Jurnalisme Warga
Legenda Batee Cawan Pingan Batee Raya
Kisah tersebut terdengar lagi dalam perbincangan sahabat saya di Kampus Universitas Islam Kebangsaan Indonesia (Uniki) Bireuen beberapa hari lalu.
Oleh Chairul Bariah
Dosen Fakultas Ekonomi dan Bisnis Universitas Islam Kebangsaan Indonesia (Uniki) dan Anggota FAMe Chapter Bireuen, melaporkan dari Bireuen
CERITA rakyat yang beredar dalam masyarakat dan dipercaya oleh banyak orang sering disebut dengan legenda. Ada kalanya legenda itu bersumber dari cerita yang diambil dari kisah nyata yang benar-benar terjadi di masa dahulu. Namun, ada kalanya bersumber dari cerita rekaan belaka.
Nah, kisah yang terjadi diceritakan kembali oleh masyarakat setempat sering membuat kita penasaran dan ingin melihat lokasinya secara langsung, walaupun tempat yang dituju terkadang penuh rintangan. Bahkan, ada rasa takut jika salah dalam menghimpun datanya karena akan menjadi bumerang bagi diri sendiri.
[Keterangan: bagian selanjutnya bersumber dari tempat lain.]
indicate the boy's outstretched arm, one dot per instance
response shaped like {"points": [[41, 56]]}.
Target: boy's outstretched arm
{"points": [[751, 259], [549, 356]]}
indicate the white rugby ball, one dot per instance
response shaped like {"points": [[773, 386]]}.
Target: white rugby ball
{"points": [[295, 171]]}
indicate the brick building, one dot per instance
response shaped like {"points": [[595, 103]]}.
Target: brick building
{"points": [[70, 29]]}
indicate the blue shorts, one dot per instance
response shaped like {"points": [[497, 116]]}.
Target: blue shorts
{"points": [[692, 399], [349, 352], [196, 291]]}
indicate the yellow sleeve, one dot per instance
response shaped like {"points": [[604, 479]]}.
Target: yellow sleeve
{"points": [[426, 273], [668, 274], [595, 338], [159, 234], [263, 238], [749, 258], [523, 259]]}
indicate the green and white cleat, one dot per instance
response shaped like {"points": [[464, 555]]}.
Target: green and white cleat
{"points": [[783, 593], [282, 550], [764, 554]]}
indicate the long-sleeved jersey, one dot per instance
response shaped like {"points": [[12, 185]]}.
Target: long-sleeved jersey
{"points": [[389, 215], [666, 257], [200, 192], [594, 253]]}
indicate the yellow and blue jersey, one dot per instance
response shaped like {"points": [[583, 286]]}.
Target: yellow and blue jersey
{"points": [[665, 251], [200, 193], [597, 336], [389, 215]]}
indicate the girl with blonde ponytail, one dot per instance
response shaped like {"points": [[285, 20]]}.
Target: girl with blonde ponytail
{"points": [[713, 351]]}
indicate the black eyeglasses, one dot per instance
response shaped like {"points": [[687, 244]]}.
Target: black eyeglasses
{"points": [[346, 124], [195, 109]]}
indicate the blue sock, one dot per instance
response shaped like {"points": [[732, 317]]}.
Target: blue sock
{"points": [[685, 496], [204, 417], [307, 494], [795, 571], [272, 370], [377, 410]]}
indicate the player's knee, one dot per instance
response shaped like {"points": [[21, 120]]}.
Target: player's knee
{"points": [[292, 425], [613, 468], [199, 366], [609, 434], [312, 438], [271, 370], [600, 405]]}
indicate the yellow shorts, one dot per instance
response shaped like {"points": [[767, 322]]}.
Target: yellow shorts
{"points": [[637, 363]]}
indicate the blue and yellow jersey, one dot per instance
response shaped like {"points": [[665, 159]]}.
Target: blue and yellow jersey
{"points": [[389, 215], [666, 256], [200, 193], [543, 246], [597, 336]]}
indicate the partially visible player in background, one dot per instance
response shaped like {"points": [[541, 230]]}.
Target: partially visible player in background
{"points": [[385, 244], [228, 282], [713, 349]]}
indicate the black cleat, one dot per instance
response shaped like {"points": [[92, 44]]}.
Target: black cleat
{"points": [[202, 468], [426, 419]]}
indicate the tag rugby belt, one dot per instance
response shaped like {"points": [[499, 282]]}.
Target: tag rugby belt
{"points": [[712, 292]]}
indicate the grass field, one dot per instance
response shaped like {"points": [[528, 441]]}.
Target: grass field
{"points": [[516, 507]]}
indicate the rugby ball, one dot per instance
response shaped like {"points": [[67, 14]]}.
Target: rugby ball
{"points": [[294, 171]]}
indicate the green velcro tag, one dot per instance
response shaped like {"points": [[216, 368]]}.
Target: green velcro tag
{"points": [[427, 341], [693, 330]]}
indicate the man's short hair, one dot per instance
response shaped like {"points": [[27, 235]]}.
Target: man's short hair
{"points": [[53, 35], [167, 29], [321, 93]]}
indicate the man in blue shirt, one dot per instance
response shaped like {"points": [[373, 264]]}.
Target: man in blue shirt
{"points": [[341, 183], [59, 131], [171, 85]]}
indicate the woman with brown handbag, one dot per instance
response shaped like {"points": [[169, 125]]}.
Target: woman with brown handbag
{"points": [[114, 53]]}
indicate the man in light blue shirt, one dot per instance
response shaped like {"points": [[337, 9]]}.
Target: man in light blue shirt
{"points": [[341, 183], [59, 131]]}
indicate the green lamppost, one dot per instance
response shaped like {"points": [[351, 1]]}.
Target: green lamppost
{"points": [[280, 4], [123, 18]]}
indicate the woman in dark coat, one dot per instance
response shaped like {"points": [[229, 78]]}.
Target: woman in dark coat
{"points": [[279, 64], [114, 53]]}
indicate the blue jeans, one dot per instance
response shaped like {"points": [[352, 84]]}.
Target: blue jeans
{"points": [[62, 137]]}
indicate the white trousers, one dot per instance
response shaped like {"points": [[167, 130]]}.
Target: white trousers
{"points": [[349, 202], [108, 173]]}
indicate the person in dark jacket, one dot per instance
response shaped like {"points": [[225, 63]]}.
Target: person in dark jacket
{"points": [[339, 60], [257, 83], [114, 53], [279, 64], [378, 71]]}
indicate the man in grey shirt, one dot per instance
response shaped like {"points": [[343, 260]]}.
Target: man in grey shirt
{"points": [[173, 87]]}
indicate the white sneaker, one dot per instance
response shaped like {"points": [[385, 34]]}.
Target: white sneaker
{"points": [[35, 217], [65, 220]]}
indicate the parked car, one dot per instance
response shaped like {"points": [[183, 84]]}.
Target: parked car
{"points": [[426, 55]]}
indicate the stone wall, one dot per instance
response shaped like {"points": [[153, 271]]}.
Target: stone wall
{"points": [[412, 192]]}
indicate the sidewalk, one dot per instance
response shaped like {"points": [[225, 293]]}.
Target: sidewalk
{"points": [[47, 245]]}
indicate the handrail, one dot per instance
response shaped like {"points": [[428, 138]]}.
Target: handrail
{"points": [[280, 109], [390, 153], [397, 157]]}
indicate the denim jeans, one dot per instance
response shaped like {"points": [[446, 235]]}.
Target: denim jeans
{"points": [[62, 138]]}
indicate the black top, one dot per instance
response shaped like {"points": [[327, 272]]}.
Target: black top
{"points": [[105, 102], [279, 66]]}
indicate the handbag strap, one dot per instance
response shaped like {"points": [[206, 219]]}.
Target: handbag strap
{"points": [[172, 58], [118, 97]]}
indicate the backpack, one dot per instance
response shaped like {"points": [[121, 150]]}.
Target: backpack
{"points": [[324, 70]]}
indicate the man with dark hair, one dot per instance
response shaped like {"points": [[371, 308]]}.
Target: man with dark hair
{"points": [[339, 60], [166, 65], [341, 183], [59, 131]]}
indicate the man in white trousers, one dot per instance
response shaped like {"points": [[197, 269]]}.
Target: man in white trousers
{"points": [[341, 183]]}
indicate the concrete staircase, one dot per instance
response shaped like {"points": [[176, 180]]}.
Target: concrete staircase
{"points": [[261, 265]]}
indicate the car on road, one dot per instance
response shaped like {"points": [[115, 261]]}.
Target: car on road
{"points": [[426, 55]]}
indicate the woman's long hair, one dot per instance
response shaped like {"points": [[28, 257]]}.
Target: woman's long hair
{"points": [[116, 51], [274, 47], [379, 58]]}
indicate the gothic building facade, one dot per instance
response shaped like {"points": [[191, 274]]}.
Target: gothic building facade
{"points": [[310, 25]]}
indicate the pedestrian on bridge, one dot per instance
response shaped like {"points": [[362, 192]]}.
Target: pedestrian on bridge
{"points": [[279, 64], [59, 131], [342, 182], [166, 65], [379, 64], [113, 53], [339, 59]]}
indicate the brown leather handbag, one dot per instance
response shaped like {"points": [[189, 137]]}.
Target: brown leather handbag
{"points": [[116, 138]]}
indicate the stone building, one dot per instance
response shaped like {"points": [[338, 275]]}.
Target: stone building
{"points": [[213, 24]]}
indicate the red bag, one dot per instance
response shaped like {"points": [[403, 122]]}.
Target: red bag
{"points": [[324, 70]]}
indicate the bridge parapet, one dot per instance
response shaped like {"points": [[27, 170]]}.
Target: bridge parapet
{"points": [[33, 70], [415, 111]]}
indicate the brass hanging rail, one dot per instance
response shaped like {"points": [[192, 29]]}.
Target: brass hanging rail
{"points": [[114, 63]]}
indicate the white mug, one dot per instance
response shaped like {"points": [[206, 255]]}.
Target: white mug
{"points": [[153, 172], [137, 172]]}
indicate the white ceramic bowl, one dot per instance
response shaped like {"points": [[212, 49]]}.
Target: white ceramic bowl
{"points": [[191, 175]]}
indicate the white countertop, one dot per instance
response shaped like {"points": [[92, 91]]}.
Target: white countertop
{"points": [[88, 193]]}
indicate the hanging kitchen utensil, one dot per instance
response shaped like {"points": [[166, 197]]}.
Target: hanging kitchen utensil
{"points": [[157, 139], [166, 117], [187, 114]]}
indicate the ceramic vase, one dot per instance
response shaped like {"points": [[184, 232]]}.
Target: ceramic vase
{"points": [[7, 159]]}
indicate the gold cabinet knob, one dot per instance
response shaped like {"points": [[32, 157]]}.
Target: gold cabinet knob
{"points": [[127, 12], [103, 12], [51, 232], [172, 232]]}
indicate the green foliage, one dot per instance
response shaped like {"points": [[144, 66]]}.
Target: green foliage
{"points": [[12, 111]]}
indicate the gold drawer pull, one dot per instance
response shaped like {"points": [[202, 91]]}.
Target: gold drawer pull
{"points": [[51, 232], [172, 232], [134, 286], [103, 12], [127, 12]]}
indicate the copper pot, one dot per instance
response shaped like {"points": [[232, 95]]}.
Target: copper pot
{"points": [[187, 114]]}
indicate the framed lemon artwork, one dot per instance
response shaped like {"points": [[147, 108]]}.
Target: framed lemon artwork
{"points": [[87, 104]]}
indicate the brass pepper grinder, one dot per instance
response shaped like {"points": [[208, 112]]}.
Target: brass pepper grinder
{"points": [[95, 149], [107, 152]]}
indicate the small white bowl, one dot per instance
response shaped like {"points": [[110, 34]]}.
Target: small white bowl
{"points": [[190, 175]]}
Delapan tahun lalu, saat menghadiri pesta pernikahan di sebuah desa dalam Kecamatan Juli, Kabupaten Bireuen, ada sekelompok anak muda berbincang dan bercerita tentang kisah sebuah batu besar yang menurut orang-orang tua zaman memiliki keunikan. Saat itu seakan tak percaya dengan cerita yang mereka bahas di bawah sebatang pohon yang rindang. Mereka nyaris tak menghiraukan orang-orang yang lewat di hadapannya.
• Masih Melajang di Umur 38 Tahun, Pria Ini Dipaksa Masuk RSJ oleh Ibunya: Otakmu Bermasalah
Kisah tersebut terdengar lagi dalam perbincangan sahabat saya di Kampus Universitas Islam Kebangsaan Indonesia (Uniki) Bireuen beberapa hari lalu. Dia adalah Chairul Miswar asli dari Kecamatan Juli. Menurut orang tuanya, kisah batu besar yang terletak di Desa Batee Raya, Kecamatan Juli itu adalah kisah legenda yang dipercaya secara turun-temurun. “Datanglah ke sana, ada orang tua kampung yang dapat menceritakannya secara langsung,” katanya.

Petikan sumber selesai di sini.